Something really weird happens, where (if I understand things right) I believe only the token indexing should allow me to count frequencies of the keywords in the arrays of selected documents, however A LOT of the documents are not contributing into the buckets. If the index does not have stringFacet mapping the query as shown above returns proper count (total or lowerbound) for the douments but buckets are either empty or show very low counts. When both mappings are present (token and stringfacet) I get (seemingly) proper counts for the keyword frequencies.

1 Like

We’re encountering the same issue on our side. Switching from stringFacet to token when using an operator (such as autocomplete) does not return the expected results. I’m happy to provide reproduction steps if that would help with debugging. @amyjian

Hello! I’d love to see your repro steps if you’d be able to provide them (for anyone in this thread), thanks!

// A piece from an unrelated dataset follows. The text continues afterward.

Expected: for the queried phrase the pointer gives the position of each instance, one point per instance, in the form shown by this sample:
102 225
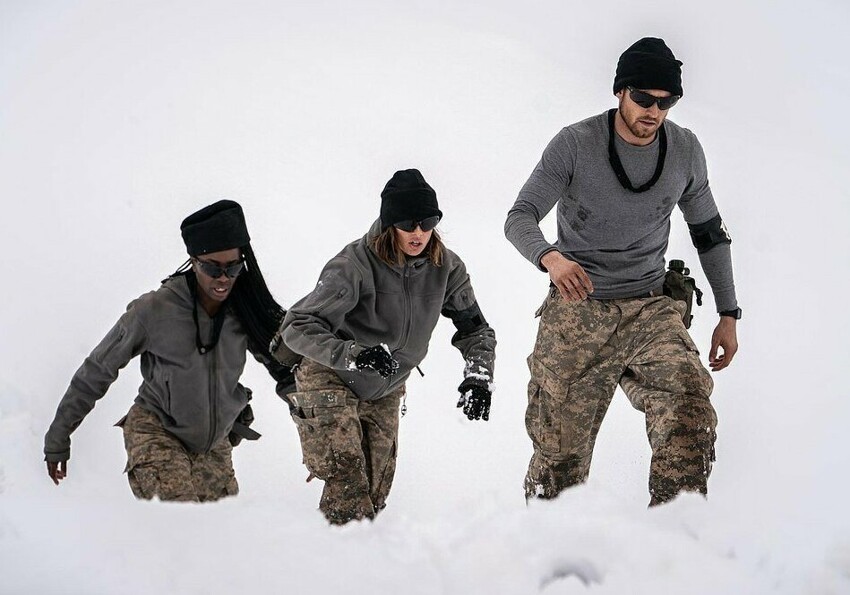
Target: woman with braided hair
192 335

After switching from stringFacet to token type, I started experiencing the same issue. The buckets always return empty, even though lowerBound shows that there are matching documents.

Here is my search index:

{
  mappings: {
    dynamic: false,
    fields: {
      field1: {
        type: "string"
      },
      field2: {
        type: "string"
      },
      field3: {
        type: "string"
      },
      facetField: [
        {
          type: "string"
        },
        {
          type: "token"
        }
      ],
    }
  },
  analyzer: "lucene.standard",
  searchAnalyzer: "lucene.standard"
}
[
  {
    $searchMeta: {
      index: "mySearcIndex",
      facet: {
        operator: {
          compound: {
            filter: [
              {
                text: {
                  query: "{query1}",
                  path: "{field1}"
                }
              },
              {
                text: {
                  query: "{query1}",
                  path: "{field2}"
                }
              },
              {
                text: {
                  query: ["{query3}"],
                  path: "{field3}"
                }
              }
            ]
          }
        },
        facets: {
          facetField: {
            type: "string",
            path: "facetField",
            numBuckets: 250
          }
        }
      }
    }
  }
]

The result of the above query is as follows:

{
  "count": {
    "lowerBound": "4000"
  },
  "facet": {
    "facetField": {
      "buckets": []
    }
  }
}

The strange thing is that the same query works as expected with the $search stage using the query below.

[
  {
    $search: {
      index: "mySearchIndex",
      facet: {
        operator: {
          compound: {
            filter: [
              {
                text: {
                  query: "{query1}",
                  path: "{field1}",
                },
              },
              {
                text: {
                  query: "{query2}",
                  path: "{field2}",
                }
              },
              {
                text: {
                  query: ["{query3}"],
                  path: "{field3}"
                }
              }
            ],
          },
        },
        facets: {
          facetField: {
            type: "string",
            path: "facetField",
            numBuckets: 250,
          },
        },
      },
    },
  },
  {
    $facet: {
      "facetField": [
       { $unwind: "$facetField" },
       { $sortByCount: "$facetField" }
     ]
    }
  }
]

Actually, this is my new search index, and the old one is exactly the same as the one I shared above. The only difference is that I changed the stringFacet type to token. Any ideas?